# Entropy: Disorder or energy dispersal?

The first definition of entropy given by Clausius is I believe this $$S=Q/T$$ It is as I understand a common fact to understand entropy and maybe often teach it as a measure of disorder through the statistical definition of Boltzmann or Gibbs( depending on the ensemble) $$S=k\lnΩ$$ My question depending entropy, after some searching (look at A MODERN VIEW OF ENTROPY by Frank L. LAMBERT ) is this:

Is the physical meaning of entropy to be understood only in statistical terms as disorder because of the change in the statistical weights $Ω,$ or by looking to the thermodynamics as well, move to a definition of entropy as energy dispersal? In other words, conceive the physical meaning of entropy as a dispersal of the energy inside (or maybe at some points outwards) the system under consideration, where dispersal stands for a more wide allocation through the interior parts of the system( classical or quantum mechanical).

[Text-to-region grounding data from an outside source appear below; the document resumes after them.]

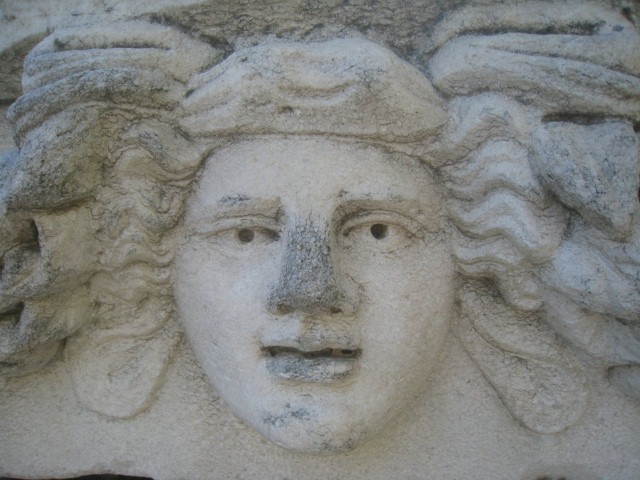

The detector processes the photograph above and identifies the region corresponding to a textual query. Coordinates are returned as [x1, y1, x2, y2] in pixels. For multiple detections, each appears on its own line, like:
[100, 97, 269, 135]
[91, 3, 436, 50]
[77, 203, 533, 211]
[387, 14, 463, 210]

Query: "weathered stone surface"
[1, 1, 639, 479]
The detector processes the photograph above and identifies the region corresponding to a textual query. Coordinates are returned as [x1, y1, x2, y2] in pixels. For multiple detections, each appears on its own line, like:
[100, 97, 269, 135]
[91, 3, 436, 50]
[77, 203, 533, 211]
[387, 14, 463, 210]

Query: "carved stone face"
[175, 137, 455, 453]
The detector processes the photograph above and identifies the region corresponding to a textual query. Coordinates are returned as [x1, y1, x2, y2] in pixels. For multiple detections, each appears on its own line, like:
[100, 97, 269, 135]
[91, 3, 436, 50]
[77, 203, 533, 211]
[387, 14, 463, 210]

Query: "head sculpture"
[1, 1, 639, 455]
[172, 40, 453, 452]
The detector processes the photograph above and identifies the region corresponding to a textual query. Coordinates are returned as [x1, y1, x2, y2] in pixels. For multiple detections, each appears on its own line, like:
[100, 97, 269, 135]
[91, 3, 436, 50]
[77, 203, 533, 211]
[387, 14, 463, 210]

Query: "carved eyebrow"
[189, 197, 282, 224]
[219, 194, 253, 206]
[335, 196, 441, 229]
[337, 197, 425, 214]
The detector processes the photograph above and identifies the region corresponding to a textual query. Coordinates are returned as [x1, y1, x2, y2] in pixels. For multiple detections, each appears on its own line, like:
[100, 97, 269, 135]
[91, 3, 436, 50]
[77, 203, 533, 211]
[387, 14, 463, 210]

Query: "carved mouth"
[264, 346, 361, 358]
[262, 346, 361, 383]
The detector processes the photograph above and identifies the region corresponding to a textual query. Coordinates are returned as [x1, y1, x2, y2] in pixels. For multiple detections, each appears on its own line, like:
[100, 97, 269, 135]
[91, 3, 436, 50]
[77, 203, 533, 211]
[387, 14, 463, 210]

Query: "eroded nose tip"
[268, 279, 356, 316]
[267, 219, 358, 316]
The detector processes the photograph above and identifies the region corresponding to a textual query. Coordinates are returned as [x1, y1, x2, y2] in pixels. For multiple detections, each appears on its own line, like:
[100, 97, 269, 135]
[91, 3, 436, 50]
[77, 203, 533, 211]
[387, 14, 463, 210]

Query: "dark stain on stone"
[219, 194, 251, 205]
[263, 406, 311, 428]
[268, 217, 348, 314]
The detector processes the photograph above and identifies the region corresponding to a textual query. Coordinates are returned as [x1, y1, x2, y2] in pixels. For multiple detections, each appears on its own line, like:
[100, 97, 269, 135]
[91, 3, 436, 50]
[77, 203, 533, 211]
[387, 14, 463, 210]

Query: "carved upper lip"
[259, 329, 360, 353]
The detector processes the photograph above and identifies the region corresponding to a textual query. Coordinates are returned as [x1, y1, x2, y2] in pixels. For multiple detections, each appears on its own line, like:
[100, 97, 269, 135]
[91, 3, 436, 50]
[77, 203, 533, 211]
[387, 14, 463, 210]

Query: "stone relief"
[0, 0, 639, 478]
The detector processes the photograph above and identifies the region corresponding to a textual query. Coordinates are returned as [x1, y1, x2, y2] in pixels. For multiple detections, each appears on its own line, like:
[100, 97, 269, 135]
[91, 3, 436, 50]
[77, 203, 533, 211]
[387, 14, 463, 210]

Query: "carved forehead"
[199, 136, 436, 189]
[179, 39, 447, 143]
[187, 137, 441, 220]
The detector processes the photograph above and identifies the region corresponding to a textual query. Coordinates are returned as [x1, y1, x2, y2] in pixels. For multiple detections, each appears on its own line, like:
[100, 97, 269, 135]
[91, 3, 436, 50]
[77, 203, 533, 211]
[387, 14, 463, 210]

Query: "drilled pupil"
[237, 228, 255, 243]
[370, 223, 387, 239]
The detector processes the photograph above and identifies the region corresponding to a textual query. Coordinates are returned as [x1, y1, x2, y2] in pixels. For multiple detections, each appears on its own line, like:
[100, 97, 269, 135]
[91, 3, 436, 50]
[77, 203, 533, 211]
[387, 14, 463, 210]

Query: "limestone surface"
[1, 1, 639, 479]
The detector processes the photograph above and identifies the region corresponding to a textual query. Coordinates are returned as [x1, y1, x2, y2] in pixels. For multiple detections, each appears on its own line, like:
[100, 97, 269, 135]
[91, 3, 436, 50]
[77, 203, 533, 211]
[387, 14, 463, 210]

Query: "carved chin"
[255, 406, 371, 455]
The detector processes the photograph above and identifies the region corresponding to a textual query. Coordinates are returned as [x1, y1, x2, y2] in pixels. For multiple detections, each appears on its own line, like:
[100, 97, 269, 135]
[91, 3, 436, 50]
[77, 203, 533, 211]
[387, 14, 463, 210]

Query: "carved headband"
[9, 2, 640, 148]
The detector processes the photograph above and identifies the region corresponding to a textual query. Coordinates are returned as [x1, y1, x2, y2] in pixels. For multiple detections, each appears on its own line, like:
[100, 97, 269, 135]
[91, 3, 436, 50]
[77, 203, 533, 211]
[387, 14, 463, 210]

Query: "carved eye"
[234, 227, 279, 244]
[339, 212, 421, 254]
[369, 223, 388, 239]
[190, 220, 280, 253]
[237, 228, 255, 243]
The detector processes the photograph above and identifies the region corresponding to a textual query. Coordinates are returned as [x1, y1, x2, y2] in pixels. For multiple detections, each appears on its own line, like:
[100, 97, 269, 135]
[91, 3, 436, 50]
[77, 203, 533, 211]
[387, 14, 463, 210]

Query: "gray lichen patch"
[268, 217, 351, 315]
[262, 405, 311, 428]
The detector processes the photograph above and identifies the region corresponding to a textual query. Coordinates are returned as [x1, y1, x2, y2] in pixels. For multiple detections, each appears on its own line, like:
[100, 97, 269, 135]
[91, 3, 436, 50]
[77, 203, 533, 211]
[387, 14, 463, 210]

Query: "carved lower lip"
[262, 346, 361, 383]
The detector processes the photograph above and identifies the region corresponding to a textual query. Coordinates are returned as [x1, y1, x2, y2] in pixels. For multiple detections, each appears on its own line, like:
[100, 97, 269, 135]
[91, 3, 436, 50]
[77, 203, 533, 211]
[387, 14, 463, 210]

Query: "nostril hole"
[330, 307, 342, 314]
[370, 223, 387, 239]
[21, 219, 41, 253]
[0, 302, 24, 327]
[22, 219, 41, 254]
[276, 304, 294, 315]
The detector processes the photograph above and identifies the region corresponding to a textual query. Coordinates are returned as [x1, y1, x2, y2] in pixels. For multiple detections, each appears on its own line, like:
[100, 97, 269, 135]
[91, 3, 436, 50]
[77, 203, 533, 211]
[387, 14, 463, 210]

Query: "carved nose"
[267, 219, 356, 316]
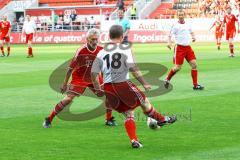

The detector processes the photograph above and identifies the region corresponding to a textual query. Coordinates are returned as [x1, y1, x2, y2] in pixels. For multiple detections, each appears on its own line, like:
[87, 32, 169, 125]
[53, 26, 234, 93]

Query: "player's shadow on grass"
[48, 60, 173, 121]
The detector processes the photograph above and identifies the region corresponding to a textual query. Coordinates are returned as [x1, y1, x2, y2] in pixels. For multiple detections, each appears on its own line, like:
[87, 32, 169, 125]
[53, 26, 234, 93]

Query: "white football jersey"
[170, 21, 193, 46]
[91, 43, 135, 83]
[23, 20, 36, 34]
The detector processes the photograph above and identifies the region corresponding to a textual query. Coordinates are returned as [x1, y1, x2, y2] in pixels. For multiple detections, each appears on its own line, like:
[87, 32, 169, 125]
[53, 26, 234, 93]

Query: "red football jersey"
[214, 20, 223, 32]
[69, 45, 103, 85]
[223, 14, 238, 32]
[0, 21, 2, 32]
[0, 20, 11, 36]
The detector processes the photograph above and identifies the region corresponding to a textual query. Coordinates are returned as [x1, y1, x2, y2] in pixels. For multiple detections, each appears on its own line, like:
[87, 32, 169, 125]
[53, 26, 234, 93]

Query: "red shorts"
[226, 30, 236, 40]
[0, 34, 10, 42]
[67, 83, 96, 96]
[26, 33, 33, 43]
[104, 81, 146, 113]
[215, 31, 223, 39]
[67, 76, 103, 96]
[173, 45, 196, 65]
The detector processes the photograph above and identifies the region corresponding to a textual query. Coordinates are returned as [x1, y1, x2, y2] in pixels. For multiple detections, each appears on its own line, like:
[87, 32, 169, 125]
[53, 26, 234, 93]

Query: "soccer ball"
[147, 117, 160, 129]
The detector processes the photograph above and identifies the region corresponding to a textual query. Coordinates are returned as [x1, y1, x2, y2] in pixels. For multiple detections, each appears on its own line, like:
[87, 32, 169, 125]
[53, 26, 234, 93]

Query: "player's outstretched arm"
[167, 34, 172, 50]
[7, 26, 11, 37]
[237, 21, 240, 33]
[91, 58, 104, 97]
[129, 66, 151, 91]
[221, 18, 225, 31]
[209, 23, 215, 31]
[191, 32, 196, 42]
[91, 72, 104, 97]
[61, 68, 73, 94]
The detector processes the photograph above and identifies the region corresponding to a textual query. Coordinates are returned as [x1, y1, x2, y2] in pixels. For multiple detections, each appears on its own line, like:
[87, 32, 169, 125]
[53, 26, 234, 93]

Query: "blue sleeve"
[126, 19, 131, 29]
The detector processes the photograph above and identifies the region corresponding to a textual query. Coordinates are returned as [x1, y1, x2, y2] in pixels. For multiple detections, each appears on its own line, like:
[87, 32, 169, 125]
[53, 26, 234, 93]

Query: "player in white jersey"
[91, 25, 177, 148]
[165, 10, 204, 90]
[22, 15, 36, 58]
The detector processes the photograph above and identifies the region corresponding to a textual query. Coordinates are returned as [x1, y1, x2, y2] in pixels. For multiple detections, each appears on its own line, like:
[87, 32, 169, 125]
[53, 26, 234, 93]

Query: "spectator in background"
[70, 10, 77, 22]
[105, 10, 110, 20]
[19, 15, 24, 24]
[70, 10, 77, 30]
[116, 9, 130, 43]
[12, 17, 17, 31]
[56, 17, 63, 30]
[47, 16, 53, 31]
[117, 0, 124, 10]
[89, 16, 95, 28]
[59, 12, 64, 21]
[64, 15, 71, 30]
[35, 16, 41, 31]
[54, 14, 59, 26]
[40, 14, 47, 31]
[96, 0, 100, 5]
[83, 17, 90, 30]
[130, 4, 137, 20]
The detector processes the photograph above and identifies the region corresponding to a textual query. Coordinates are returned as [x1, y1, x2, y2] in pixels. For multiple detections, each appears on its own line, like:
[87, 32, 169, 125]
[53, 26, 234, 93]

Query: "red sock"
[106, 109, 112, 121]
[191, 69, 198, 87]
[166, 69, 176, 81]
[7, 47, 10, 55]
[28, 47, 33, 56]
[124, 117, 138, 141]
[144, 106, 165, 122]
[1, 46, 4, 54]
[49, 101, 66, 122]
[229, 44, 234, 54]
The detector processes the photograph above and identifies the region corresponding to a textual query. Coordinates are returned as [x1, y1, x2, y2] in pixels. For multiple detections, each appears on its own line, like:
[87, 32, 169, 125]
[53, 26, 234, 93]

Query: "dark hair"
[177, 9, 185, 15]
[109, 25, 123, 39]
[118, 8, 124, 12]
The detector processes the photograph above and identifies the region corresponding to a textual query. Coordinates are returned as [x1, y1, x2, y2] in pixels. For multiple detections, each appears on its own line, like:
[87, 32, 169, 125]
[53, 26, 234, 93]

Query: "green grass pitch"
[0, 43, 240, 160]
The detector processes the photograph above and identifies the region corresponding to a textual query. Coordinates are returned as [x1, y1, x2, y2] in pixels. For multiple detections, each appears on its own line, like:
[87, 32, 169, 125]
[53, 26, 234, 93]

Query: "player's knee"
[174, 66, 181, 72]
[63, 96, 74, 104]
[190, 62, 197, 69]
[123, 110, 134, 118]
[140, 98, 151, 112]
[191, 63, 197, 69]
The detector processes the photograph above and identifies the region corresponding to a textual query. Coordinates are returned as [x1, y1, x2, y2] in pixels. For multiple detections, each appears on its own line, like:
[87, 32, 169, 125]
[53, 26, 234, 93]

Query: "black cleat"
[229, 54, 235, 58]
[1, 54, 5, 57]
[164, 80, 170, 89]
[43, 117, 51, 128]
[131, 140, 143, 148]
[105, 116, 117, 126]
[217, 46, 220, 50]
[157, 115, 177, 127]
[193, 84, 204, 90]
[7, 53, 10, 57]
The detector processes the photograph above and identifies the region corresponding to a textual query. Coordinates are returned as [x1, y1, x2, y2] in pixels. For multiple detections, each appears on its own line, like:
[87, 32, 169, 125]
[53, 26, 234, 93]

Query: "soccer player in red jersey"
[210, 16, 224, 50]
[222, 7, 239, 57]
[43, 28, 116, 128]
[91, 25, 177, 148]
[165, 10, 204, 90]
[0, 15, 11, 57]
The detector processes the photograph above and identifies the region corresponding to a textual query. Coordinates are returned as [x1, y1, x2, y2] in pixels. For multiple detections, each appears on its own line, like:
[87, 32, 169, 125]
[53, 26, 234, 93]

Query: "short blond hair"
[86, 28, 100, 38]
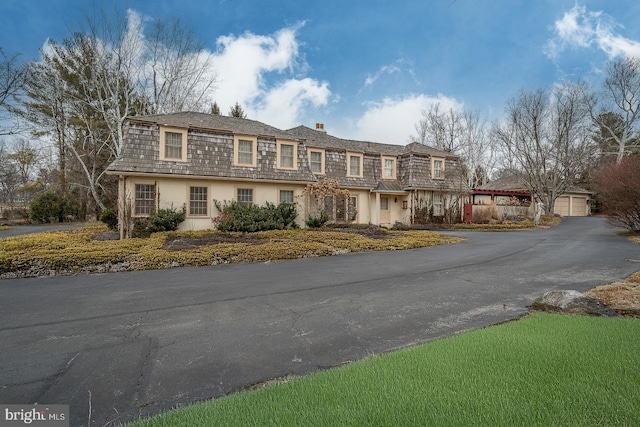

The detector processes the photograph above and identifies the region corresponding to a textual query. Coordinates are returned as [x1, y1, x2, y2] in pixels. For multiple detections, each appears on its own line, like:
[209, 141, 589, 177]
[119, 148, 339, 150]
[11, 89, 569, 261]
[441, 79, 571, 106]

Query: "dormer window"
[234, 135, 257, 167]
[431, 157, 445, 179]
[382, 156, 396, 179]
[277, 139, 298, 170]
[347, 152, 363, 177]
[159, 126, 187, 161]
[308, 149, 325, 174]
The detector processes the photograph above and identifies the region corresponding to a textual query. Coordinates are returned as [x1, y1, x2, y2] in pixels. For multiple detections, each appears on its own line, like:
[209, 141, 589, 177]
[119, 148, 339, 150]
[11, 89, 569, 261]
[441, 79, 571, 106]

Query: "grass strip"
[129, 313, 640, 426]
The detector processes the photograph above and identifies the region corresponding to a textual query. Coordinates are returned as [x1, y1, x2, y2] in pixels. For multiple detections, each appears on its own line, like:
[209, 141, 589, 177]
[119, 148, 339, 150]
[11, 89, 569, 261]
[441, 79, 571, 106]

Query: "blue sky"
[2, 0, 640, 144]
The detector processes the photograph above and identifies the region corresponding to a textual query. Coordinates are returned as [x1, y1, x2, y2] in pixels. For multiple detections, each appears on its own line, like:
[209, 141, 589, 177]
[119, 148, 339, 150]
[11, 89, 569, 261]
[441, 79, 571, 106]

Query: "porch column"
[118, 175, 125, 239]
[374, 192, 380, 226]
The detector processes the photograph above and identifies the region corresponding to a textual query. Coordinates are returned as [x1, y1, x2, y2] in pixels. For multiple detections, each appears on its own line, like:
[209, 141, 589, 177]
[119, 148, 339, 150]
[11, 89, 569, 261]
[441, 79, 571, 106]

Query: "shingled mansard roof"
[128, 111, 299, 141]
[286, 125, 456, 158]
[108, 112, 467, 192]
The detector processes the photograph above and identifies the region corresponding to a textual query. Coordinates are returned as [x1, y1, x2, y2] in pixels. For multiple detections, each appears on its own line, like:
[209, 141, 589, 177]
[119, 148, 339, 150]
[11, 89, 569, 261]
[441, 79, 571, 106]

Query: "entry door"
[380, 197, 390, 224]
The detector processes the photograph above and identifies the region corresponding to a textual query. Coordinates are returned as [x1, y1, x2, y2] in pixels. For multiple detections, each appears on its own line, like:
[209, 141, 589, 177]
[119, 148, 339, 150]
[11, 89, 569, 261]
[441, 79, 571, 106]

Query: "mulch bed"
[163, 225, 396, 251]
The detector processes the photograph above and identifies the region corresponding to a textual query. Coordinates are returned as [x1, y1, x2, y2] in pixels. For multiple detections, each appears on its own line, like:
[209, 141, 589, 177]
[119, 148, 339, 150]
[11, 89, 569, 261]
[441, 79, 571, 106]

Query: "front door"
[380, 197, 390, 224]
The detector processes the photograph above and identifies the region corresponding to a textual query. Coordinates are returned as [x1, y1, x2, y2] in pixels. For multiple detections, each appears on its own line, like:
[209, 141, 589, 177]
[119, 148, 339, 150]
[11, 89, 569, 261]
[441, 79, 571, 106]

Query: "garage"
[554, 194, 590, 217]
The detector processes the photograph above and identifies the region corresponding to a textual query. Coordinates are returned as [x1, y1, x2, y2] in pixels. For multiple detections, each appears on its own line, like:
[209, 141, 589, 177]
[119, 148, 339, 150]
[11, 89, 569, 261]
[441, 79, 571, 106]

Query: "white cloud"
[341, 94, 462, 145]
[546, 4, 640, 59]
[363, 63, 401, 88]
[212, 24, 331, 127]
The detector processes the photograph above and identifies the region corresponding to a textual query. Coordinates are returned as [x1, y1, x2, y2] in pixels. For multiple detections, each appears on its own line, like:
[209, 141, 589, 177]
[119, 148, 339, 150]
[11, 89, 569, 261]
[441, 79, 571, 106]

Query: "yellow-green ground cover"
[0, 224, 461, 278]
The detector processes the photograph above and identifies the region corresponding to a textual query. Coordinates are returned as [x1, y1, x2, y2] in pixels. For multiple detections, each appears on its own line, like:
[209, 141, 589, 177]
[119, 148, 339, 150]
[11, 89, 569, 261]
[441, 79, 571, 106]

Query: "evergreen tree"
[210, 101, 220, 115]
[228, 101, 247, 118]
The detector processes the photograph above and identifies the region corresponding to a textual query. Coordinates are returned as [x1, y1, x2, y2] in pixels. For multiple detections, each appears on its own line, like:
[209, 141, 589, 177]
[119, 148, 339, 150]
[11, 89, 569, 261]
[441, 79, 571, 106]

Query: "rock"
[531, 290, 620, 317]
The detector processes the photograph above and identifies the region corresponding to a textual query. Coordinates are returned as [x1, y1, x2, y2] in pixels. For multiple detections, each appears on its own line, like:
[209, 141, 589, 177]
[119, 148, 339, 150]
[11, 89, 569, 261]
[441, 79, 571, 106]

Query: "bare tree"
[0, 47, 26, 136]
[413, 103, 462, 152]
[414, 103, 497, 188]
[20, 57, 70, 192]
[495, 83, 596, 214]
[590, 57, 640, 163]
[141, 17, 217, 114]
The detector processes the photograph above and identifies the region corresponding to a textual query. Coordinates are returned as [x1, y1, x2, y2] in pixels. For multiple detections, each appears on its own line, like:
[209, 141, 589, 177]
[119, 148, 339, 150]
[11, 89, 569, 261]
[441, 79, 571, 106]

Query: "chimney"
[315, 123, 326, 133]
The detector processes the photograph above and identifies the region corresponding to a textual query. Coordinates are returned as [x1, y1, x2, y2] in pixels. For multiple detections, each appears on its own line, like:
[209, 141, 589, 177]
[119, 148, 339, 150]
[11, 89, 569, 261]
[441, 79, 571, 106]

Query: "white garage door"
[554, 197, 569, 216]
[554, 196, 588, 216]
[571, 197, 587, 216]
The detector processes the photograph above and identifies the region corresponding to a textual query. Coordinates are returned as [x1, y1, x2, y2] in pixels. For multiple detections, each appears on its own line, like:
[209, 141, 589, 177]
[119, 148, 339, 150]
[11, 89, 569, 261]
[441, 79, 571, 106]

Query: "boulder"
[531, 290, 619, 317]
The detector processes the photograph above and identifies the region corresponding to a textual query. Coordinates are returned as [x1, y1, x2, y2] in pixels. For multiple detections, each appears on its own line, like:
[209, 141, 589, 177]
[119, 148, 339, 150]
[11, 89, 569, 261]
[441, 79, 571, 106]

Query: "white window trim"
[308, 148, 325, 175]
[234, 134, 258, 167]
[159, 126, 188, 162]
[431, 157, 445, 180]
[187, 184, 210, 217]
[347, 152, 363, 178]
[381, 156, 396, 179]
[276, 139, 298, 170]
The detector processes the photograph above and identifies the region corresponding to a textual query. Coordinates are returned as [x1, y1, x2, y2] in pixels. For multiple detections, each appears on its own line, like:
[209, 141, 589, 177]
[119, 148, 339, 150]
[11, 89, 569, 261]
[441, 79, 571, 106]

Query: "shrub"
[100, 208, 119, 231]
[29, 191, 78, 223]
[305, 211, 330, 228]
[213, 201, 298, 232]
[595, 156, 640, 232]
[148, 206, 187, 233]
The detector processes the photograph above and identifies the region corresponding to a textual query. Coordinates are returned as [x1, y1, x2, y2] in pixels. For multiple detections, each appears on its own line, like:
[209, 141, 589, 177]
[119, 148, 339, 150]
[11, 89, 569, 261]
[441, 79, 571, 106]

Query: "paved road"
[0, 223, 85, 239]
[0, 217, 638, 426]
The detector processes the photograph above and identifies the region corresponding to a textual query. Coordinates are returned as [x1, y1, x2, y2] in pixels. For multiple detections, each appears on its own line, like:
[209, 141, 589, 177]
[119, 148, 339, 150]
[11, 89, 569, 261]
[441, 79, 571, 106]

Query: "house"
[106, 112, 468, 236]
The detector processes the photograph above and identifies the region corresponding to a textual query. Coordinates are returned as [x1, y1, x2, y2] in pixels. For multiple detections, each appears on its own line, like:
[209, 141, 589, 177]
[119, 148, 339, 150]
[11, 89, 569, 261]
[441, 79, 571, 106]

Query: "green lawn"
[130, 313, 640, 426]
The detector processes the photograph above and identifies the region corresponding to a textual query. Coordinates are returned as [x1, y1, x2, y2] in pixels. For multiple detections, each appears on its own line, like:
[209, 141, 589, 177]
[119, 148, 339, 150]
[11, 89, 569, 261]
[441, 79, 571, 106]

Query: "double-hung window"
[237, 188, 253, 206]
[279, 190, 294, 204]
[277, 140, 297, 169]
[432, 158, 444, 179]
[308, 150, 324, 174]
[189, 186, 208, 216]
[165, 132, 182, 159]
[433, 193, 443, 216]
[238, 140, 253, 165]
[382, 156, 396, 179]
[348, 153, 362, 177]
[160, 127, 187, 161]
[135, 184, 155, 215]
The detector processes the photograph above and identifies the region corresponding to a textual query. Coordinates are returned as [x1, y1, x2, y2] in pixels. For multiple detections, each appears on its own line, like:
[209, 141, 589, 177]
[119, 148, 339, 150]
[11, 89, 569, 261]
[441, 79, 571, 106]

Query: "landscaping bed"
[0, 223, 462, 279]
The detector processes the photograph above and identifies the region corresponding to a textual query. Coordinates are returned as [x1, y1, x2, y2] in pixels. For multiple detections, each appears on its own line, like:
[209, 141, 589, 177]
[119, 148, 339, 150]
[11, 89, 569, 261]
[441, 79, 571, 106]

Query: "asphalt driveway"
[0, 217, 638, 426]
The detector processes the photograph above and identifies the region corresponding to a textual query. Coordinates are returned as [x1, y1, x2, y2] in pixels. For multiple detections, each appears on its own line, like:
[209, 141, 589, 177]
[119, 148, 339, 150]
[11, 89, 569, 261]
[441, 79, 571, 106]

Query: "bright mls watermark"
[0, 405, 68, 427]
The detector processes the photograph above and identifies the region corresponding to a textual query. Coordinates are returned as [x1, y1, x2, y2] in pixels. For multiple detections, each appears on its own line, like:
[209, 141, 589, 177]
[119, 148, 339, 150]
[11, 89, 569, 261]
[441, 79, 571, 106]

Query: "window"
[380, 197, 389, 211]
[433, 193, 443, 216]
[238, 140, 253, 165]
[277, 140, 297, 169]
[308, 150, 324, 174]
[189, 186, 208, 216]
[348, 153, 362, 177]
[432, 158, 444, 179]
[280, 190, 294, 204]
[165, 132, 182, 159]
[237, 188, 253, 205]
[160, 127, 187, 161]
[135, 184, 155, 215]
[382, 157, 396, 178]
[234, 135, 257, 167]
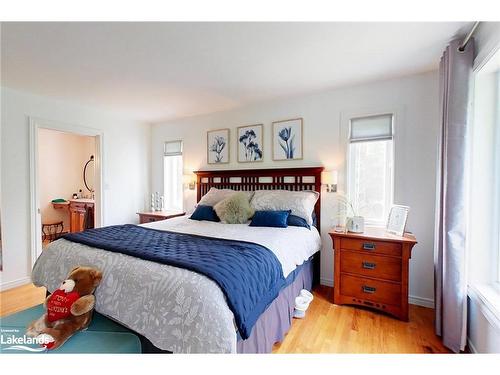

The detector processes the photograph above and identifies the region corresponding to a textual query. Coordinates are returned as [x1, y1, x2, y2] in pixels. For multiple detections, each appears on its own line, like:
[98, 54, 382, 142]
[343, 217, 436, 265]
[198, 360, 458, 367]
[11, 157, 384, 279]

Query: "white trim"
[320, 277, 334, 287]
[0, 277, 31, 291]
[408, 295, 434, 308]
[467, 338, 478, 353]
[28, 117, 104, 270]
[468, 284, 500, 331]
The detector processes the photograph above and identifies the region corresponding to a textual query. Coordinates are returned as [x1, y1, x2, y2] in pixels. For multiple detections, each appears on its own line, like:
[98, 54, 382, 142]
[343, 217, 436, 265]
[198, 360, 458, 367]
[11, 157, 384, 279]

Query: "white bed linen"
[141, 216, 321, 277]
[31, 217, 321, 352]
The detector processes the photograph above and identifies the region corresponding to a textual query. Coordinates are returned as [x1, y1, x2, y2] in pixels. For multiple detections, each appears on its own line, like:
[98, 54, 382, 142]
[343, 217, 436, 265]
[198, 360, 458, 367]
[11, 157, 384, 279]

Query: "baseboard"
[408, 295, 434, 308]
[320, 277, 333, 287]
[0, 276, 32, 291]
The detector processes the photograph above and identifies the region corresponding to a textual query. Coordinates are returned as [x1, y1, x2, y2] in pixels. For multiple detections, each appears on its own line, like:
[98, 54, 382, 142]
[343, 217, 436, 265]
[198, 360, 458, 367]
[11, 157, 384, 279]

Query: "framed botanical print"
[386, 205, 410, 236]
[207, 128, 230, 164]
[272, 118, 303, 161]
[237, 124, 263, 163]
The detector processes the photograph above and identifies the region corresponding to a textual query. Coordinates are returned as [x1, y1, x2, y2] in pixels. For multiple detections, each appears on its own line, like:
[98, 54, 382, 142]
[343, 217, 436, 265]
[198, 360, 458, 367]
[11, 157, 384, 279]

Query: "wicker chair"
[41, 221, 64, 242]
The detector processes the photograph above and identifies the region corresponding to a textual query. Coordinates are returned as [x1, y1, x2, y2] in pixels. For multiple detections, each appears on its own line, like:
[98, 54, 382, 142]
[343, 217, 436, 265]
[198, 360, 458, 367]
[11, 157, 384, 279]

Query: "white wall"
[0, 87, 151, 290]
[151, 71, 440, 306]
[38, 129, 95, 231]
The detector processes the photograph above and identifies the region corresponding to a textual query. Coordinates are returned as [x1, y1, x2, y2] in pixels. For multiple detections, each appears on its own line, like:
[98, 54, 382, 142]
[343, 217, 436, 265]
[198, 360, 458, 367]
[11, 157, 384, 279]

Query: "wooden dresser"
[137, 210, 185, 224]
[329, 227, 417, 321]
[69, 199, 94, 233]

• Can i post a part from some papers or articles i have read so my question can become more specific? Apr 17 '15 at 9:33
• This are to links for further information on the approach mentioned in the question-this is for energy as energy dispersal khimiya.org/volume15/Entropia.pdf entropysite.oxy.edu/jung.pdf Apr 17 '15 at 9:45
• Is there a problem to this question? Apr 18 '15 at 8:54
• Jan 7 '18 at 19:04
• Related 'Does the fact that there are two different mathematical definitions of entropy imply there are two different kinds of entropy?' physics.stackexchange.com/questions/519293/… May 3 '20 at 22:57

S=Q/T and S=klnΩ do not contradict each other. To understand this, first you need to understand S=Q/T does not describe the absolute entropy. It describe the entropy change. For example, when 1J is extracted from a block of stone at 300K, the stone's entropy is reduced by S = Q/T = 1J/300K. (Strictly speaking, we should use dS = dQ/T, as the temperature of the stone may change. To get the total change of S, we need to integrate over the entire energy extraction process: $$\Delta$$S = $${\int} dQ/T$$ ).
Now, microscopically, when you extract 1J from the stone, it cools down a little bit (lower temperature). As temperature changes the phonon (lattice vibration in the stone) distribution (a Bose-Einstein distribution since phonons are bosons), the available microscopic states for the lattice vibration (Ω) becomes less, and the statistical equation $$S=k ln Ω$$ will give you the same result of reduced entropy (or strictly, $$\Delta$$S = $${\int} dQ/T = k \ln Ω_{after} - k \ln Ω_{before}$$ ).